Author: Chuck Duff
Dr. Gabe Mirkin coined the term RICE — for rest, ice, compression and elevation — in his best-selling book The Sportsmedicine Book a in 1978. The practice of icing anything that hurts, feels tight, or seems “injured” has gained widespread acceptance among practitioners of all types – sports medicine, PTs, athletic trainers, coaches, personal trainers and more. As a clinical bodyworker who mostly sees clients with fairly severe pain complaints, I can say that virtually every one of them has been told to ice, and most did until they began working with me.
Unfortunately, the practice of icing was based upon questionable science — which has since been conclusively debunked. Dr. Mirkin retracted the protocol that made him famous in an article that he wrote in June, 2013, Ice Delays Recovery from Injuries. In that article, he cites a study by the Cleveland Clinic showing that ice delays healing by reducing the body’s production of IGF-1, or insulin-like growth factor – a compound that is present in the fluid that surrounds inflamed tissues. Dr. Mirkin later expanded upon that article with another post in March, 2014, Why Ice Delays Recovery.
Healing is delayed by cortisone-type drugs, nonsteroidal anti inflammatory drugs such as ibuprofen, applying cold packs or ice, and anything else that blocks the immune response to injury – Dr. Gabe Mirkin, originator of the RICE protocol.
Active recovery is how you regenerate tissue… Stillness is the enemy. Ice is stillness to the extreme. You stop the process and worse, you’ve caused additional damage. — Gary Reinl, author of ICED! The Illusionary Treatment Option.

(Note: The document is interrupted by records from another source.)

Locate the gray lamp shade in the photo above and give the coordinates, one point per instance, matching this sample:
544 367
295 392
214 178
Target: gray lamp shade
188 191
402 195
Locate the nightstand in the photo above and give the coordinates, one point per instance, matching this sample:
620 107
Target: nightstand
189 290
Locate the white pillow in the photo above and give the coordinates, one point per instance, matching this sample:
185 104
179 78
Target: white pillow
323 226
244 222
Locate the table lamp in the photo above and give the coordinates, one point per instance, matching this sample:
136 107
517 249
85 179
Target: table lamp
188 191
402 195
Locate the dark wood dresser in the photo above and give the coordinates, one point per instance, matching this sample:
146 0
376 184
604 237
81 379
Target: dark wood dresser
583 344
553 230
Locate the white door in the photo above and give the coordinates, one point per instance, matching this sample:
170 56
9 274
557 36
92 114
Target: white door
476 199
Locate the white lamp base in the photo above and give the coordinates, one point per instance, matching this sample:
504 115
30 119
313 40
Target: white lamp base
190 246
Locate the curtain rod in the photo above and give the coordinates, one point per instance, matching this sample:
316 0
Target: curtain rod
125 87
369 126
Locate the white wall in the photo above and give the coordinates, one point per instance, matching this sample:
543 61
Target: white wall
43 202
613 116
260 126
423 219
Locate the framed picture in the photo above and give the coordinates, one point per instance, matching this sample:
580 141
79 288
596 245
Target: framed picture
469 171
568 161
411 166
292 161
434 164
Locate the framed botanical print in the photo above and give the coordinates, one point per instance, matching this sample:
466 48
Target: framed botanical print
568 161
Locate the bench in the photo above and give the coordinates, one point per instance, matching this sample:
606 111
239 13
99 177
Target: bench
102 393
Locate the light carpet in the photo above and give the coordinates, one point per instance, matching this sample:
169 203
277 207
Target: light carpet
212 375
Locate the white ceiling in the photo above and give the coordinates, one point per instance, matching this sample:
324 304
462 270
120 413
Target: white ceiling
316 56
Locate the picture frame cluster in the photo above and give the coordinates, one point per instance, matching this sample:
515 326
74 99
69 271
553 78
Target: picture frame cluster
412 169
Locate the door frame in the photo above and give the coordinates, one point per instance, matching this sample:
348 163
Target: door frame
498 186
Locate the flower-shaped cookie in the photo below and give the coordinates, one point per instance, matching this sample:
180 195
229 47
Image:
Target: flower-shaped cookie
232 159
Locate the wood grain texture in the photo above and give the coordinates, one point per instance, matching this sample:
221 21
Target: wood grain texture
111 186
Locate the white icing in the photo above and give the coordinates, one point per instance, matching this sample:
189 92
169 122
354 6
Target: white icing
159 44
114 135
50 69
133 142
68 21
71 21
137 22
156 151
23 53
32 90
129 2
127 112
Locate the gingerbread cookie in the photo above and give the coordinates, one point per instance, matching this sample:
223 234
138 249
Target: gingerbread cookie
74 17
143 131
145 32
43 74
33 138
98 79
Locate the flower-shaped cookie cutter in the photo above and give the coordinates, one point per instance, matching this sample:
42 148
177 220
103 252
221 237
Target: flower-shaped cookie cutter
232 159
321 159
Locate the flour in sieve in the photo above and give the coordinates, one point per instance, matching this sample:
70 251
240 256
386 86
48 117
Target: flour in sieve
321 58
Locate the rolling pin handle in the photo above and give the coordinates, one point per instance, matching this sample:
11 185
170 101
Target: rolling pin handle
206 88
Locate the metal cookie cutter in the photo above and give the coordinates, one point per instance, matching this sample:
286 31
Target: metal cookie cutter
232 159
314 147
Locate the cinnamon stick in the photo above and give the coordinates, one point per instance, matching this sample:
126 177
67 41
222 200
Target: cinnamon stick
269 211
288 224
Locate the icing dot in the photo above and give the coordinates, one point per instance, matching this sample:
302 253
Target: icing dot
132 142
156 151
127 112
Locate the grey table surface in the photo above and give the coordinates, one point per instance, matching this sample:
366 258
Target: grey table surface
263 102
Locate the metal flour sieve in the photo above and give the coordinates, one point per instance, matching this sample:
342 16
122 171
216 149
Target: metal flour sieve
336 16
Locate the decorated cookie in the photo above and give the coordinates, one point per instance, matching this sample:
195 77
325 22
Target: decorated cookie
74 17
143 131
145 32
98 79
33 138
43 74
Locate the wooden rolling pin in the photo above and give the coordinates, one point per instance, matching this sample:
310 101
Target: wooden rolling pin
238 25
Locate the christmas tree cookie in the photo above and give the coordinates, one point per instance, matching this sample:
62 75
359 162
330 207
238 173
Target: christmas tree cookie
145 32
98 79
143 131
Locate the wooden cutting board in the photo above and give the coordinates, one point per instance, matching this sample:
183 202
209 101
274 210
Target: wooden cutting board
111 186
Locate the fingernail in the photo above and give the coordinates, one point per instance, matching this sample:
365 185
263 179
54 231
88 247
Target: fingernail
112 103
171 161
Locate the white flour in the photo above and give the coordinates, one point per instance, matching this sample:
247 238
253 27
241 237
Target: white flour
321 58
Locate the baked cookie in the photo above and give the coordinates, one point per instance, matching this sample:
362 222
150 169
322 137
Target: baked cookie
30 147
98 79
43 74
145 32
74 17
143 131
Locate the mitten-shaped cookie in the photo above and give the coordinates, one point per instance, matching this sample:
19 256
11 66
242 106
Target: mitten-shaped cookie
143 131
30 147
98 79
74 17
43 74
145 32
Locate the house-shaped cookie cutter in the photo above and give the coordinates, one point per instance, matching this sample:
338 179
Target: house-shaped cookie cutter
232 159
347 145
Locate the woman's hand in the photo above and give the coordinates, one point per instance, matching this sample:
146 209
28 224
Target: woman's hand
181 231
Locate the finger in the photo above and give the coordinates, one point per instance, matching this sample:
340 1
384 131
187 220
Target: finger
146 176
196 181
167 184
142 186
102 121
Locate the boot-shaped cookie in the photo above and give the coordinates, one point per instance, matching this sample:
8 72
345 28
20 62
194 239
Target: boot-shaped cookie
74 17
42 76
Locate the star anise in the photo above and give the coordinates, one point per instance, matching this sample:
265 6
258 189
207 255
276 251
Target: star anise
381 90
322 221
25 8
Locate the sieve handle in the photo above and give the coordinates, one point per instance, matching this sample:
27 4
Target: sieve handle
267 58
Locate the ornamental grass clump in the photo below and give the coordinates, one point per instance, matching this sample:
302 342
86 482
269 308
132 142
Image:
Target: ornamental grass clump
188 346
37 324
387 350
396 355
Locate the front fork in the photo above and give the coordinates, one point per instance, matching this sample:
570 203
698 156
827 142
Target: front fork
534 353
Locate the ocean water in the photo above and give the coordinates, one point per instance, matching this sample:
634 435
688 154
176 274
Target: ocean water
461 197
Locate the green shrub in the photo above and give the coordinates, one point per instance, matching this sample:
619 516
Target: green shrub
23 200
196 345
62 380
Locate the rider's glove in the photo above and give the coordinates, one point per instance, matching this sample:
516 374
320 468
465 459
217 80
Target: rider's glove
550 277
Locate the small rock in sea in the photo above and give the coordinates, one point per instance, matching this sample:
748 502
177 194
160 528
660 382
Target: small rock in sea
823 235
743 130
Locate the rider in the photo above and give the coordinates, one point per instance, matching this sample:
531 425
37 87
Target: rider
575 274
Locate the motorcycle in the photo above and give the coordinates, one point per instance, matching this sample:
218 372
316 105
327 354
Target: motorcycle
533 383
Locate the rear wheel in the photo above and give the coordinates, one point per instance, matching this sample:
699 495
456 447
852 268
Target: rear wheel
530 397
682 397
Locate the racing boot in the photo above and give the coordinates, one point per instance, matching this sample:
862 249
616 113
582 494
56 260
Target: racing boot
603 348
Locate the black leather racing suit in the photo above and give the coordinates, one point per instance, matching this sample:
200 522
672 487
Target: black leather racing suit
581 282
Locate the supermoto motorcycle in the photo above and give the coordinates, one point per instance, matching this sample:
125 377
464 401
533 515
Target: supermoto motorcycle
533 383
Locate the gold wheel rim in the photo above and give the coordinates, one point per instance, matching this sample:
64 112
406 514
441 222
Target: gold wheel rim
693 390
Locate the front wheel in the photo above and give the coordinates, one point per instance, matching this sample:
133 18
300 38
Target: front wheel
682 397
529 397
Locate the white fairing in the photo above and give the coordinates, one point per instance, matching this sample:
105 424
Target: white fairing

Icing is not good for athletes. It delays recovery from hard workouts, because the body needs inflammation to heal and recover.
Icing is attractive in that it provides a dramatic, immediate, illusory and temporary benefit, because it has a numbing and distractive effect on pain. I had a client recently who complained of severe low back pain, and when he arrived moved haltingly and was barely able to walk. When I started working on his hips, his skin felt like it had been in a freezer for hours. Ice and NSAIDs were his only tools for reducing his pain, which I discovered was caused by trigger points in his gluteus medius and maximus muscles among others. Little did he know that the extreme icing he was doing, while it temporarily reduced his sensation, was making his condition much worse by further embedding trigger points in muscles that referred to his low back.
The use of ice for injuries is a belief that is dying a hard and controversial death in the physical therapy and sports medicine communities, in spite of the conclusive science that has emerged. Unfortunately, there is a major voice missing from this debate which makes the argument against ice even more compelling. The trigger point literature has provided ample evidence that the great majority of pain complaints have no basis in injury, but rather are due to myofascial trigger points.
The use of ice on tissues that already have trigger points and compromised capillary function causes further stagnation and vasoconstriction – the last thing those tissues need.
So there are two problems here: the general assumption that the pain is due to injury, which most of the time it isn’t; and the use of ice to treat the “injury”, which even in the case of acute injury has now been shown to impede healing. However, given that pain most likely originates in trigger points, the ice treatment is far more damaging – cold is the last thing they need. Ice puts already taut, stagnant muscle areas in the deep freeze, further stagnating the local metabolism. Trigger points need metabolic exchange in order to be cleared – a restoration of capillary function and movement in the area, not stasis, which is the inevitable result of ice treatment.
Heat, on the other hand, causes vasodilation, enhances local metabolism and is efficiently distributed by the body due to enhanced capillary action. Ice vasodilates capillaries, and according to Travell & Simons, penetrates quickly to deep tissues as layer upon layer of tissues go into stagnation. According to Gary Reinl, the icing craze took off after a news story about a surgeon who performed the first procedure to reattach a boy’s severed limb – using ice to preserve the tissues of the arm prior to the surgery. Somehow that got inappropriately applied to damaged or stressed tissues. Ice is great for shutting tissues down and preventing decay, not so much encouraging healing and recovery. Cooling muscles deeply is a major perpetuator of trigger points, and ultimately pain.
The concept of treating pain with cold is completely foreign to Asian medicine. Pain, in both Traditional Chinese Medicine and Traditional Thai Medicine is equated with stagnation. The body in health should be in a constant process of physical and energetic movement, or flow. Herbs, bodywork, acupuncture and heat may all be employed to facilitate the flow. Cold stagnates and impedes flow.
Heat, compression and movement are some of our best tools as clinical bodyworkers dealing with pain. The Thai Herbal Compress (Luk Pra Kob) is a wonderful tool that combines moist heat with compression and the topical application of medicinal herbs such as turmeric, various varieties of ginger, eucalyptus, lemongrass and others. The herbs are wrapped in a cotton ball with a stem that provides an excellent form factor as a tool for compression in bodywork.